Robinson fouilla dans sa besace et retrouva la liste que Mme Larquet lui avait remise.
— Voilà ! Adeline Janson, Georgiana Poissant et Shannon Mahoney. C’est exact ?
— Elles étaient le noyau dur du salon littéraire qu’Alma organisait chaque mois.
— Un salon littéraire ?
— Alma a reçu une excellente éducation chez les Ursulines de Québec. Ses trois amies et elle faisaient partie du même groupe de filles qui avaient étudié ensemble là-bas. Elles lisaient beaucoup les auteurs français. Elles avaient appris que certaines femmes françaises organisaient des salons littéraires, on y faisait des lectures et on y jouait de la musique. Certains salons étaient très célèbres à Paris. L’un d’entre eux a réuni les écrivains les plus connus de l’époque : Saint-Simon, Musset, Stendhal, Chateaubriand, Lamartine, Mérimée…
— Eh bien… Tu en connais un brin sur la littérature française ?
— C’est Alma qui m’a initié. Elle m’a fait découvrir plusieurs de ces auteurs. Bref, elle « faisait salon » comme on le dit à Paris. Évidemment, les auteurs d’ici n’étaient pas aussi prestigieux qu’en France, mais quand même. Pour en savoir plus, tu devrais interroger ses compagnes.
Robinson avait sorti son carnet et commencé à griffonner quelques notes. Il ajouta.
— J’ai aussi un autre nom : Antoine Dessailly.
— C’était le directeur de l’Académie de musique en plus d’être son professeur de piano. Elle a travaillé sous ses ordres. Je n’en sais pas plus à son sujet.
— Et tu ne connaissais pas d’ennemis personnels à Alma.
— Non. Je ne vois vraiment pas… C’est vrai que certains secteurs de l’Église ne la portaient pas dans son cœur.
— Que veux-tu dire ?
— Ben voyons ! Tu sais bien… Ah, c’est vrai. J’oubliais que tu es anglican…. Il y a un courant dans l’Église catholique qui nous vient de France. On les appelle les ultramontains. Certains de leurs adeptes sont plutôt rigoristes. Par exemple, ils n’aiment pas beaucoup les salons littéraires de femmes qui lisent ensemble des livres à l’Index.
— L’Index. C’est quoi, ça ?
—— L’Église interdit certains livres parce qu’ils ne correspondent pas aux bonnes mœurs ou à la doctrine. Alors, on les interdit aux catholiques. C’est ce qu’on appelle la « mise à l’index » ou « l’Index ». En plus, cette frange ultramontaine déteste le théâtre. Si on écoutait ces bigots, les femmes n’auraient même pas le droit de jouer des rôles dans des représentations théâtrales, comme au temps de Shakespeare. On leur interdit même d’assister aux spectacles. Selon eux, la place de la femme est au foyer et non à se dévergonder au théâtre… Tu manques quelque chose, Silas, comme anglican…

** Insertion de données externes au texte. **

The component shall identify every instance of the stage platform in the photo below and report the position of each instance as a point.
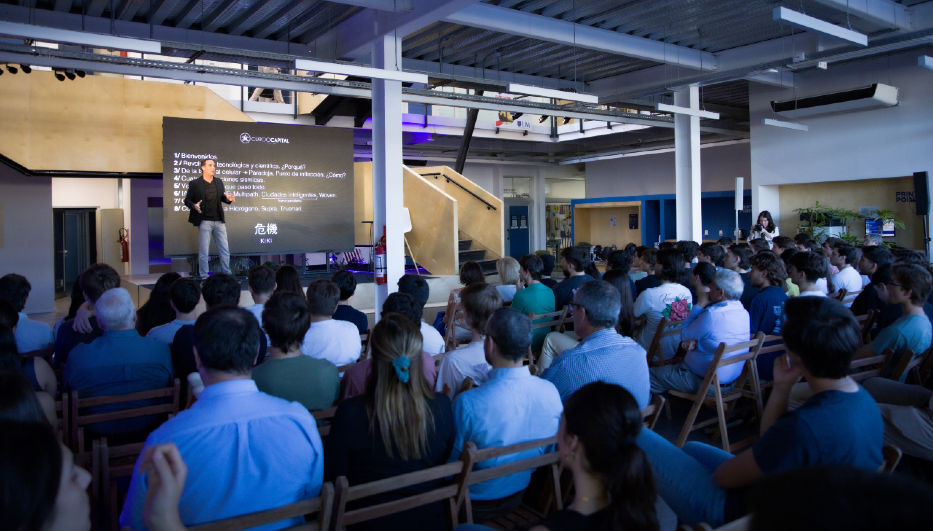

— Je ne suis pas certain de manquer grand-chose à écouter ce que tu dis. Donc, on se méfiait d’elle dans certains milieux.
— Mais sûrement pas au point de la tuer quand même.
Robinson garda le silence en prenant des notes. Il ajouta.
— Ses parents ne semblaient pas trop d’accord avec ses activités.
— Non, pas trop. Mais ils avaient renoncé à se mêler de ce qu’elle faisait, pour éviter la chicane. Pourtant, tu sais que monsieur Larquet est l’un des fondateurs de l’Institut canadien de Québec. Il aurait dû mieux la comprendre et la soutenir.
— Encore une découverte pour moi. C’est quoi l’Institut canadien ?
— Je n’ai pas beaucoup de détails à ce sujet. Sache cependant que, à Montréal en particulier, l’Institut canadien est l’ennemi juré des ultramontains.
Robinson prit sa dernière gorgée de whisky, écrivit encore quelques notes, referma son cahier et le remit dans sa besace.
— Bon, j’ai tout ce qu’il me faut pour le moment. Ce fut vraiment un plaisir de te revoir et surtout de constater comment les choses tournent bien pour toi, Patrick.
— Je ne pourrai jamais suffisamment te remercier, Silas. Tu me tiens au courant n’est-ce pas ?
— Évidemment. Dès que j’ai de nouvelles informations, je te reviens. À bientôt Patrick.